Subjective Modal Verbs in German: wollen, sollen, müssen for Hearsay and Doubt
How German modal verbs shift from ability/permission to expressing the speaker's stance: claims (wollen), rumours (sollen), and inferences (müssen/dürfte).
German modal verbs have a second, subjective life. Beyond their objective meanings (ability, permission, obligation), they let the speaker comment on the truth of a claim — and that meaning usually surfaces with a perfect infinitive (… gesehen haben) or a plain infinitive of state (… reich sein).
- wollen = the subject asserts something about itself, while the speaker stays skeptical: Er will alles gesehen haben ("he claims to have seen everything — but I doubt it").
- sollen = hearsay or rumour reported from others: Sie soll sehr reich sein ("she is said to be very rich").

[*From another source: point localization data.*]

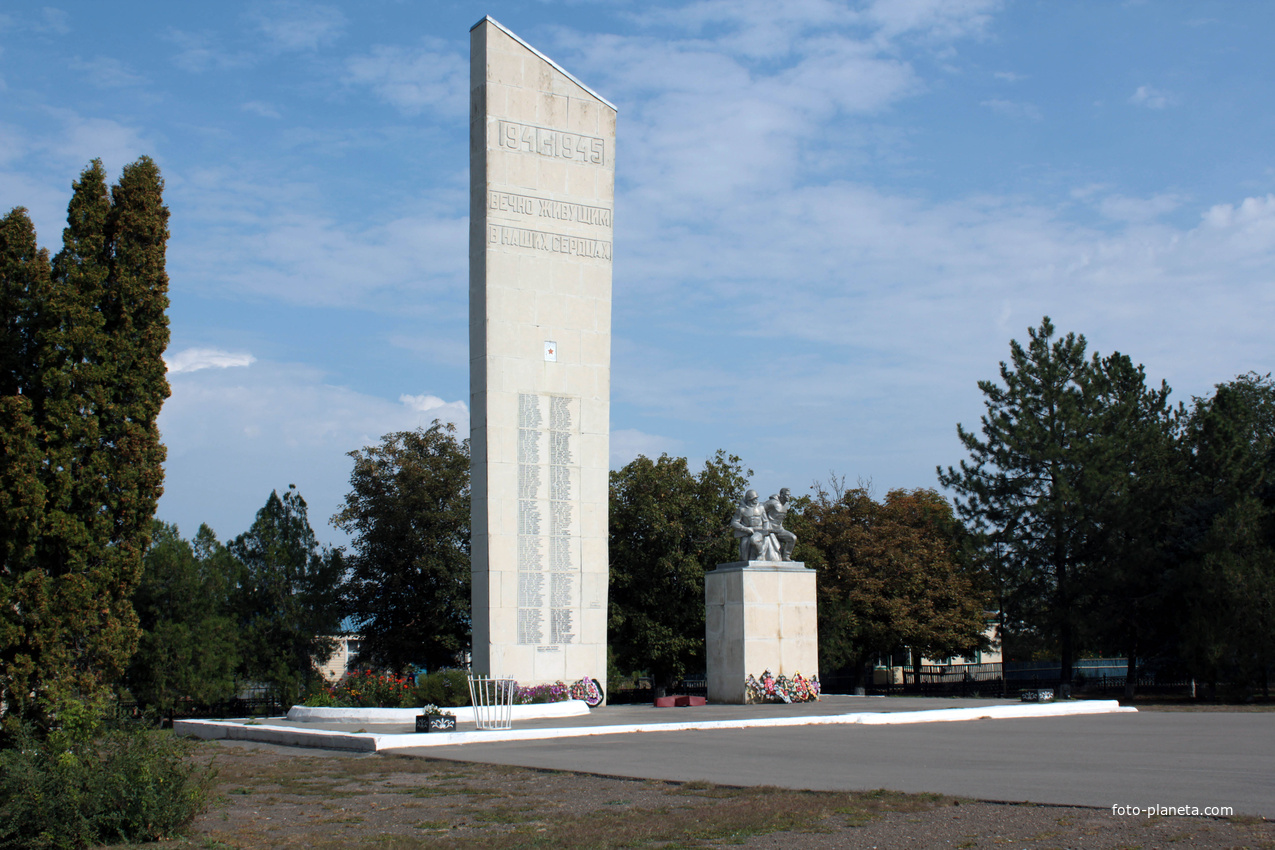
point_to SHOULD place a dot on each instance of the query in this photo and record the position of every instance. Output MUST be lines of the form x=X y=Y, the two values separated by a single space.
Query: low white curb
x=369 y=742
x=307 y=714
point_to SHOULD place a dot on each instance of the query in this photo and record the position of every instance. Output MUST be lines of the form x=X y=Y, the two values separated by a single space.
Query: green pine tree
x=1028 y=479
x=287 y=598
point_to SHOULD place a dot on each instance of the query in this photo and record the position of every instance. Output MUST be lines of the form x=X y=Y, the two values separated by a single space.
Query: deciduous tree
x=1225 y=585
x=890 y=576
x=408 y=515
x=668 y=526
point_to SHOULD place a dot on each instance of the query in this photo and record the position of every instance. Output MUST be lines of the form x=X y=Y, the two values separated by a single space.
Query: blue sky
x=830 y=217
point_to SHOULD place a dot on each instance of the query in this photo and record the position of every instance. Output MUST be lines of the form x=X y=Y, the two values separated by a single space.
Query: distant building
x=348 y=645
x=981 y=665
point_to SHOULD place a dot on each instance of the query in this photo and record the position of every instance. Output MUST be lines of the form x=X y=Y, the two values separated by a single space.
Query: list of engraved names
x=548 y=566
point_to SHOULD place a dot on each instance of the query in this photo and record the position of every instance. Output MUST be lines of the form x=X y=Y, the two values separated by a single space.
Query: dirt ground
x=273 y=797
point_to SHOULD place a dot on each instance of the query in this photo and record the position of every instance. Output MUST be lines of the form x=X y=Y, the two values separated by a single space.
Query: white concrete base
x=369 y=742
x=759 y=616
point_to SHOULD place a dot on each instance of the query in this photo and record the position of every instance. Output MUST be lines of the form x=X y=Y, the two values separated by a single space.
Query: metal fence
x=235 y=707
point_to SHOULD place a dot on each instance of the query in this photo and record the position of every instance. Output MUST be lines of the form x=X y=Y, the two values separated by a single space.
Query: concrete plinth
x=759 y=616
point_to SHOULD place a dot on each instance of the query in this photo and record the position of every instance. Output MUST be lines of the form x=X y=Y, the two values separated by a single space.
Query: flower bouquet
x=780 y=688
x=435 y=719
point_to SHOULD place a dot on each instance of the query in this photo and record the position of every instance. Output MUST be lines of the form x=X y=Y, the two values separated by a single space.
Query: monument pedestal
x=759 y=616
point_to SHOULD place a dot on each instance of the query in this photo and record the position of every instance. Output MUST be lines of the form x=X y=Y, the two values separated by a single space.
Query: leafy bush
x=538 y=693
x=130 y=784
x=443 y=688
x=366 y=690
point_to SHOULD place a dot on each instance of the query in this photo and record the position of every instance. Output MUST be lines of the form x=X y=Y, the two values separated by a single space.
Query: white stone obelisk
x=542 y=195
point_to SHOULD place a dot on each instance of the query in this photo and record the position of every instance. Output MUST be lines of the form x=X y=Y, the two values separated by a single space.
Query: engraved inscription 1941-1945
x=547 y=142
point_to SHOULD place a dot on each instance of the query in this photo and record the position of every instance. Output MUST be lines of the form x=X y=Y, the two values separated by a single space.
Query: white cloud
x=436 y=407
x=263 y=108
x=198 y=52
x=235 y=435
x=107 y=72
x=935 y=19
x=293 y=26
x=54 y=21
x=426 y=78
x=83 y=139
x=1151 y=98
x=1014 y=110
x=627 y=444
x=191 y=360
x=1139 y=209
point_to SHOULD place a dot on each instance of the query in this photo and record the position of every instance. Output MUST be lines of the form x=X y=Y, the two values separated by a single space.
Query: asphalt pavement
x=1139 y=760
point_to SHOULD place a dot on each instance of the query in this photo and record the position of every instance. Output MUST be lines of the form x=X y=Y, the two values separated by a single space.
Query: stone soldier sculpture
x=777 y=511
x=752 y=528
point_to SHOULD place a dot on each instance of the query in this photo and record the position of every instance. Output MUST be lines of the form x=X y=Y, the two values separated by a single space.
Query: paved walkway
x=1144 y=758
x=1130 y=758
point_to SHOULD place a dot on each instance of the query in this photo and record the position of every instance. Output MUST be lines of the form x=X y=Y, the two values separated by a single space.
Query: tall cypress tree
x=24 y=279
x=86 y=380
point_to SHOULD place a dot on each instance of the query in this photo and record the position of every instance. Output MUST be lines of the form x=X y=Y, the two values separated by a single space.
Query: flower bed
x=780 y=688
x=585 y=688
x=366 y=690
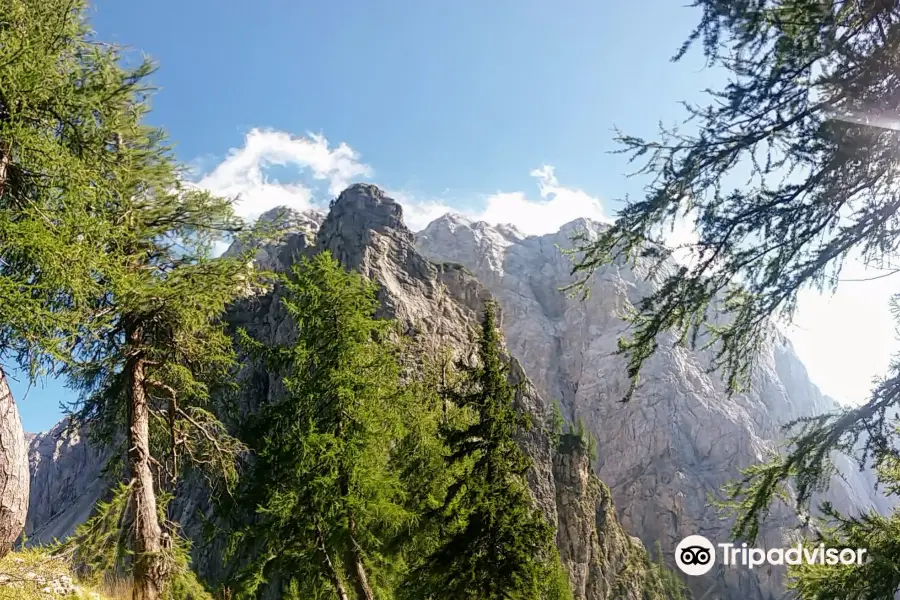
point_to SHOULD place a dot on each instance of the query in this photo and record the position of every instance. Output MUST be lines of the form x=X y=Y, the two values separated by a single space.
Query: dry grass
x=32 y=574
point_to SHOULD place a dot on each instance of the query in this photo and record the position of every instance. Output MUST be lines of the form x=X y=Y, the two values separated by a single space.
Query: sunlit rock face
x=439 y=305
x=681 y=437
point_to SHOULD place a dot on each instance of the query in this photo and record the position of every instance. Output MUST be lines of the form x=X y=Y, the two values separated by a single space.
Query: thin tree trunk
x=148 y=564
x=360 y=579
x=14 y=476
x=333 y=574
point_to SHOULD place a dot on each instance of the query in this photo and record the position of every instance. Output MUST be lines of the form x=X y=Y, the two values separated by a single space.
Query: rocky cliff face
x=439 y=306
x=681 y=437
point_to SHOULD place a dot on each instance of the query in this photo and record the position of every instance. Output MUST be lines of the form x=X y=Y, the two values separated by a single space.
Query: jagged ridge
x=439 y=306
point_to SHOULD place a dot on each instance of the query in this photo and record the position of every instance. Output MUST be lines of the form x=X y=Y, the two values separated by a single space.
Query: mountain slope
x=681 y=437
x=439 y=306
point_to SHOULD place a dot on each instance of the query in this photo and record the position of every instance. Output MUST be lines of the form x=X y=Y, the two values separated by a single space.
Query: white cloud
x=556 y=206
x=844 y=340
x=243 y=172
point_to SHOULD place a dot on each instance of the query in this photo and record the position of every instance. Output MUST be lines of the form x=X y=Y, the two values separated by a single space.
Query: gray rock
x=14 y=480
x=439 y=306
x=680 y=438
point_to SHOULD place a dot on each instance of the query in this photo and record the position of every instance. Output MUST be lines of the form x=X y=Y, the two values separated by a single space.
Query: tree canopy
x=788 y=171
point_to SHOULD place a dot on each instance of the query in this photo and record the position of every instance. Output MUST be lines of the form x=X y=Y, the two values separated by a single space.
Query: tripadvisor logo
x=696 y=555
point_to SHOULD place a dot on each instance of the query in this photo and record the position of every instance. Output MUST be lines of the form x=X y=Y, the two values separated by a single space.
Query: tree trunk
x=148 y=564
x=339 y=588
x=14 y=476
x=360 y=579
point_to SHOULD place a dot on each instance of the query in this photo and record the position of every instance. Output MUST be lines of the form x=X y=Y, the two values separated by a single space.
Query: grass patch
x=33 y=574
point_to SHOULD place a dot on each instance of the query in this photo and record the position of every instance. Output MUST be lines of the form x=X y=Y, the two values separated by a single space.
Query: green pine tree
x=787 y=170
x=148 y=377
x=496 y=545
x=62 y=96
x=327 y=497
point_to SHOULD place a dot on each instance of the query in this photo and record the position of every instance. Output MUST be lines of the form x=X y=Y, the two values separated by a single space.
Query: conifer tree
x=789 y=169
x=147 y=377
x=60 y=94
x=496 y=545
x=327 y=497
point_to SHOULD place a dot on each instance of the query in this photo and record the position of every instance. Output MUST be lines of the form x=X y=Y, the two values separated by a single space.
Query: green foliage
x=494 y=543
x=323 y=486
x=875 y=579
x=100 y=549
x=803 y=127
x=789 y=170
x=671 y=586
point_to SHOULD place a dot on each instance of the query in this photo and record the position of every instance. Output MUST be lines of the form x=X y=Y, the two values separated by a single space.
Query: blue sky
x=452 y=106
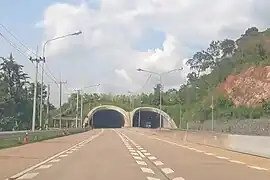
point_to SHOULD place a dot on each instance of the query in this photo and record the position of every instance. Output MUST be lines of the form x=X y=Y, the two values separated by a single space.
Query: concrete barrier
x=254 y=145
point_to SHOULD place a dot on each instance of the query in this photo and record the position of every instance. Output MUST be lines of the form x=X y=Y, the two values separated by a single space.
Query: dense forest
x=16 y=96
x=191 y=102
x=209 y=68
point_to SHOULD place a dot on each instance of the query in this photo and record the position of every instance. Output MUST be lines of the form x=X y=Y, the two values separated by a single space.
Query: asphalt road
x=129 y=154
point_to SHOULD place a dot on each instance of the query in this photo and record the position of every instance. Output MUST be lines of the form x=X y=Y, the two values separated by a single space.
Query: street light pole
x=43 y=67
x=212 y=107
x=77 y=108
x=81 y=110
x=160 y=102
x=160 y=93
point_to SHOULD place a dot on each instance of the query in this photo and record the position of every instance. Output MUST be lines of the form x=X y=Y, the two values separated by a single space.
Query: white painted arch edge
x=110 y=107
x=164 y=114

- müssen / dürfte = the speaker's own inference: Er muss krank sein (strong conclusion), Sie dürfte schon zu Hause sein (cautious guess).
The crucial contrast is wollen vs. sollen: wollen puts the claim in the subject's own mouth (and signals doubt), whereas sollen attributes it to an outside source. Confusing them reverses who is making the claim. Distinguish all of this carefully from the objective readings, where wollen means "to want" and sollen means "to be supposed to / ought to."
Examples
Er will alles gesehen haben.
He claims to have seen everything.
Sie soll sehr reich sein.
She is said to be very rich.
Common mistakes
For the subject's own (dubious) claim use wollen; sollen = a rumour from others.